I have a simple 5x1TB RAIDz1 configuration (tank? pool? vdev?), with a global spare assigned to it. One of the 5 drives in the array is listed in a FAULTED
state (corrupted data
), and the spare is listed as AVAIL
. The array lists as DEGRADED
. Clearly there is no mechanism for the array to gracefully failover to the spare, so how do I force the failover?
I have read many forum posts from many locations, discussing detach
ing the drive, replace
ing the drive with the spare, physically removing the drive, moving the spare to the same slot etc.
The replace
command tells me it cannot replace the drive because the spare is in a spare or replacing config and to try detach
.
The detach
command tells me it is only compatible with mirrors and vdev replacement.
There is no indication that the spare is being used to rebuild the array.
I am not keen to start physically moving drives around, neither the current array member nor the functioning hot spare - I'd prefer not to interrupt anything.
I'd also prefer to not bring the array down, restart he server etc.
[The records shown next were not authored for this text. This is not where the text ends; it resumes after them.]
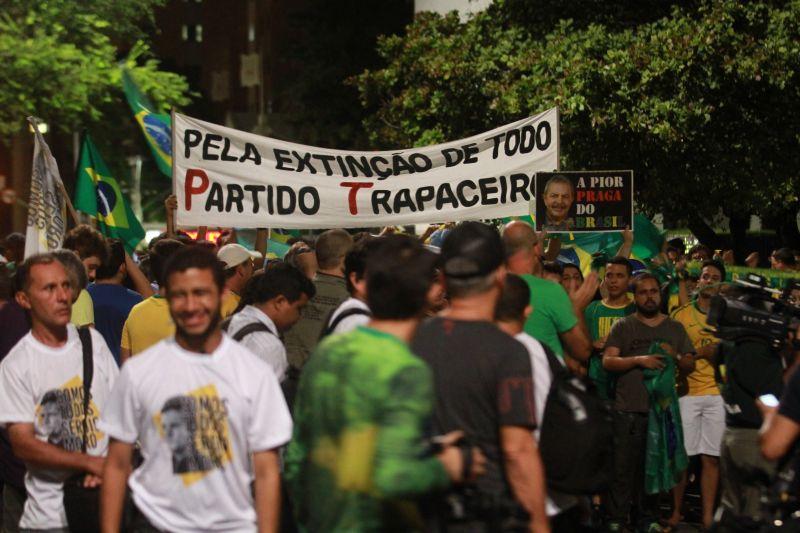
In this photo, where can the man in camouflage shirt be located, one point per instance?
(357, 457)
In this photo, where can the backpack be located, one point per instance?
(246, 330)
(331, 324)
(577, 434)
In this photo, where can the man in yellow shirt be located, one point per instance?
(239, 269)
(702, 407)
(149, 321)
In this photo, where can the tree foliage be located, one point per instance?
(59, 60)
(699, 98)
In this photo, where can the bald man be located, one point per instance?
(554, 318)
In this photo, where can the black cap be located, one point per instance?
(470, 250)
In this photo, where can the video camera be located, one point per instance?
(751, 309)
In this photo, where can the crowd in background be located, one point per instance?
(360, 383)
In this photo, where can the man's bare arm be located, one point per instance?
(525, 473)
(43, 454)
(614, 363)
(267, 490)
(140, 281)
(115, 479)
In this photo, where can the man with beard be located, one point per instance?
(601, 315)
(627, 353)
(237, 411)
(702, 407)
(559, 194)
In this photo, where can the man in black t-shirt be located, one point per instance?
(752, 369)
(628, 352)
(482, 380)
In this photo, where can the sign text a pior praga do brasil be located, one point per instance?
(230, 178)
(584, 201)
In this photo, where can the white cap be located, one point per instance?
(236, 254)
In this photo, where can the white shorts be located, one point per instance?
(703, 424)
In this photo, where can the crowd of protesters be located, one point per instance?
(361, 383)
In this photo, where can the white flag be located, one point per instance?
(47, 210)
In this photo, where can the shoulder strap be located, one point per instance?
(88, 373)
(556, 367)
(353, 311)
(251, 328)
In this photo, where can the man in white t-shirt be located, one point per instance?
(41, 398)
(511, 313)
(354, 311)
(273, 300)
(209, 417)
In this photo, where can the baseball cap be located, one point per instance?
(236, 254)
(471, 249)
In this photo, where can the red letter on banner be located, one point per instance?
(190, 188)
(351, 197)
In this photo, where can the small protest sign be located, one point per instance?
(225, 177)
(584, 201)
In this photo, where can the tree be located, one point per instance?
(58, 60)
(699, 98)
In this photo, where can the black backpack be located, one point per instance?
(577, 436)
(246, 330)
(331, 324)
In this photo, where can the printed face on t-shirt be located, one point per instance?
(194, 301)
(195, 428)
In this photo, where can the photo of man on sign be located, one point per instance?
(559, 195)
(584, 201)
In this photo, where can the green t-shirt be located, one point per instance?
(552, 312)
(600, 318)
(357, 455)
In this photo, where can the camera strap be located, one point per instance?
(466, 459)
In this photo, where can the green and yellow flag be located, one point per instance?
(97, 193)
(157, 128)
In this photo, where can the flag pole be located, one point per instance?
(71, 208)
(35, 123)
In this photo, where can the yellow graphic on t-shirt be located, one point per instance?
(604, 325)
(701, 381)
(59, 415)
(195, 427)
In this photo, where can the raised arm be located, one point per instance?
(45, 455)
(115, 478)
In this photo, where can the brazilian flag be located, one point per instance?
(97, 193)
(157, 127)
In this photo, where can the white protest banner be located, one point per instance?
(224, 177)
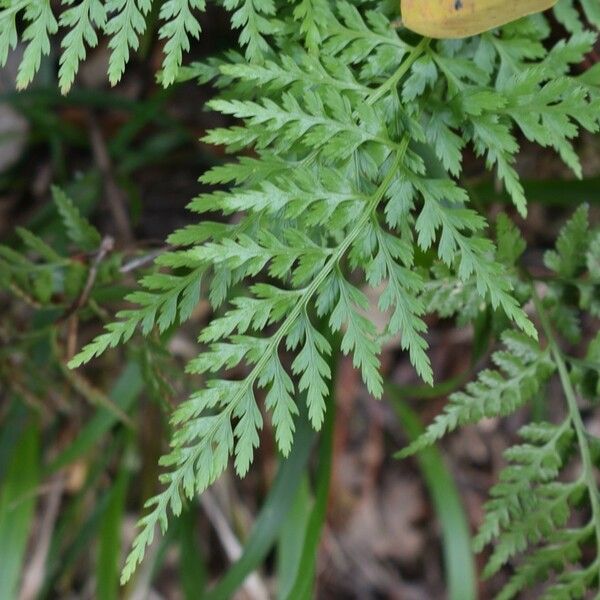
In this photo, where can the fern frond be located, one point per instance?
(522, 371)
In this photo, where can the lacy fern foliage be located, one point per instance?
(354, 133)
(529, 517)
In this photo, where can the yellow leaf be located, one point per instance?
(463, 18)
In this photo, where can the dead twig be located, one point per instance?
(115, 197)
(35, 572)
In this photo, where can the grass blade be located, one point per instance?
(272, 514)
(456, 538)
(109, 550)
(289, 550)
(17, 505)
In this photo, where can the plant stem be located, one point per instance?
(574, 414)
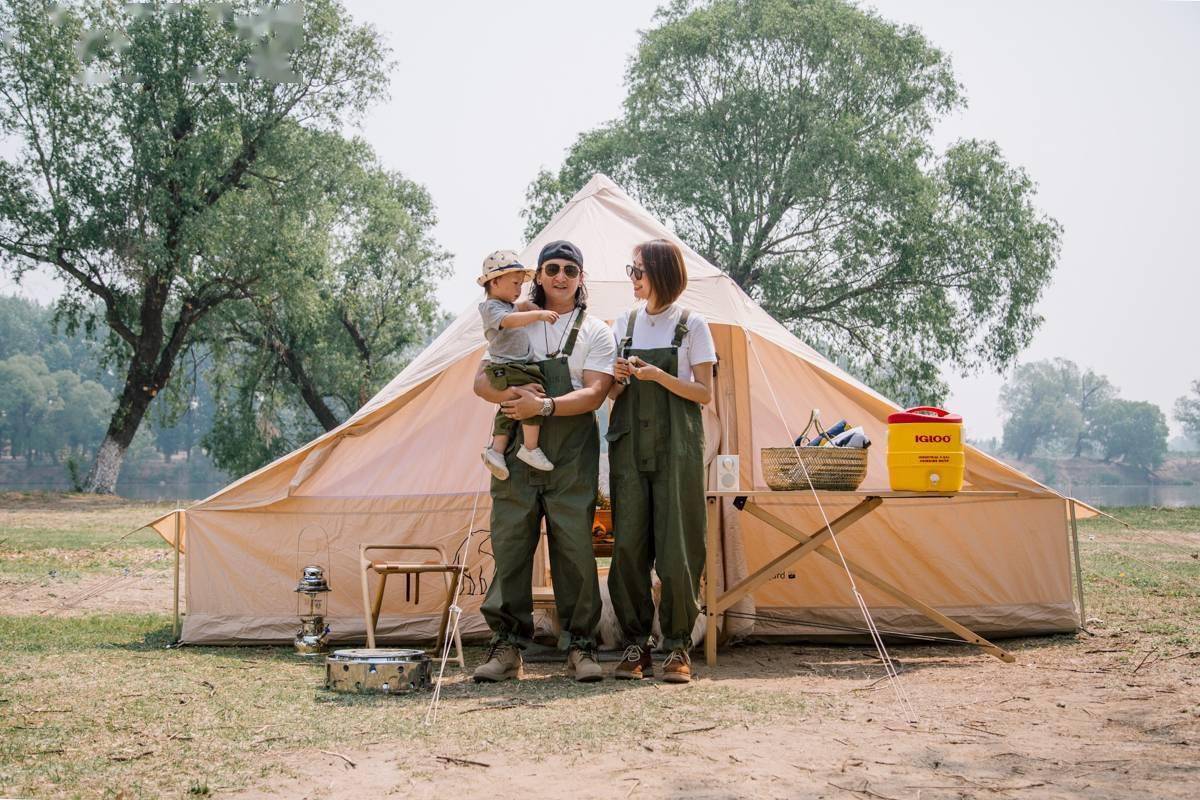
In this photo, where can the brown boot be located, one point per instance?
(582, 666)
(503, 661)
(635, 665)
(677, 667)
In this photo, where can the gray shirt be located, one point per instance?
(504, 344)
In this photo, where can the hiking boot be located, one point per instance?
(535, 458)
(677, 667)
(581, 665)
(504, 661)
(635, 665)
(496, 464)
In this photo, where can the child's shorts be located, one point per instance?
(513, 373)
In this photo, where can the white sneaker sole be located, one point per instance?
(499, 470)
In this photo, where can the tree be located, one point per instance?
(129, 181)
(352, 294)
(1133, 432)
(1187, 411)
(790, 143)
(25, 396)
(1051, 405)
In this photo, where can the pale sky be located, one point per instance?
(1097, 101)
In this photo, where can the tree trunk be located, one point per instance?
(107, 467)
(125, 422)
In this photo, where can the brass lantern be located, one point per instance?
(312, 638)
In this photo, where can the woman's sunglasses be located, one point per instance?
(569, 270)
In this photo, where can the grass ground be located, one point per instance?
(94, 705)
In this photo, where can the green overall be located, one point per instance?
(657, 459)
(511, 373)
(567, 497)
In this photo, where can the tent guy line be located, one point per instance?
(889, 666)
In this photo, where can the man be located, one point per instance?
(576, 355)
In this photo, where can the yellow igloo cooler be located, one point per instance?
(925, 450)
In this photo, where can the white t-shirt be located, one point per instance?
(653, 331)
(594, 348)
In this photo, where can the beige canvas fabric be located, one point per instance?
(405, 468)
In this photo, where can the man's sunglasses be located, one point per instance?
(570, 270)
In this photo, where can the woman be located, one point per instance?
(575, 355)
(657, 459)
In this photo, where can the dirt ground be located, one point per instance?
(143, 585)
(1062, 722)
(1114, 713)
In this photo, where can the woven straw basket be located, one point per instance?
(838, 469)
(835, 469)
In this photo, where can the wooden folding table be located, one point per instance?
(817, 542)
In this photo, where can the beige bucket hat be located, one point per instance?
(502, 262)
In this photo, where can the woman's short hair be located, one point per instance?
(663, 262)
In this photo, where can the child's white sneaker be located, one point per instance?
(535, 458)
(496, 464)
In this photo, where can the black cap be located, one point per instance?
(563, 250)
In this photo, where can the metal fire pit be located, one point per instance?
(377, 671)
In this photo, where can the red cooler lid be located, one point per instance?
(924, 414)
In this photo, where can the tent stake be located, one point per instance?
(175, 626)
(1079, 567)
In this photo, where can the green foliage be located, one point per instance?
(1187, 411)
(1133, 432)
(790, 143)
(1051, 407)
(351, 295)
(46, 413)
(135, 190)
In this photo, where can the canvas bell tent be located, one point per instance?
(406, 469)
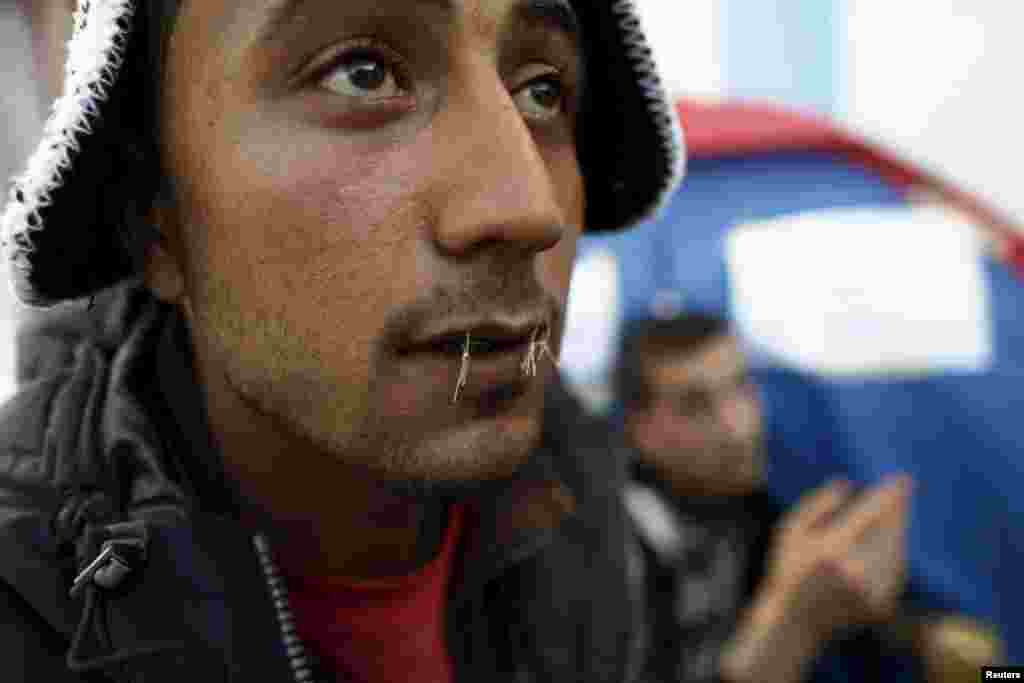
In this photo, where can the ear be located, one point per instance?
(164, 272)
The system is designed to transparently recover without this, I want to learn how. The data is backed up so I have free reign.
Linux Kernel: 3.10.0-1160
ZFS Version: 5
Update:
Output from replace
function:
[root@localhost ~]# zpool replace <name> 4896358983234274072 ata-WDC_WD10EFRX-68PJCN0_WD-<serial>
cannot replace 4896358983234274072 with ata-WDC_WD10EFRX-68PJCN0_WD-<serial>: already in replacing/spare config; wait for completion or use 'zpool detach'
Output from detach
function:
[root@localhost ~]# zpool detach <name> 4896358983234274072
cannot detach 4896358983234274072: only applicable to mirror and replacing vdevs
ZFS version:
[root@localhost ~]# zfs upgrade
This system is currently running ZFS filesystem version 5.
All filesystems are formatted with the current version.
[root@localhost ~]# modinfo zfs | grep version
version: 0.8.2-1
rhelversion: 7.9
srcversion: 29C160FF878154256C93164
vermagic: 3.10.0-1160.49.1.el7.x86_64 SMP mod_unload modversions
zpool status:
[root@localhost ~]# zpool status <name>
pool: <name>
state: DEGRADED
status: One or more devices could not be used because the label is missing or
invalid. Sufficient replicas exist for the pool to continue
functioning in a degraded state.
action: Replace the device using 'zpool replace'.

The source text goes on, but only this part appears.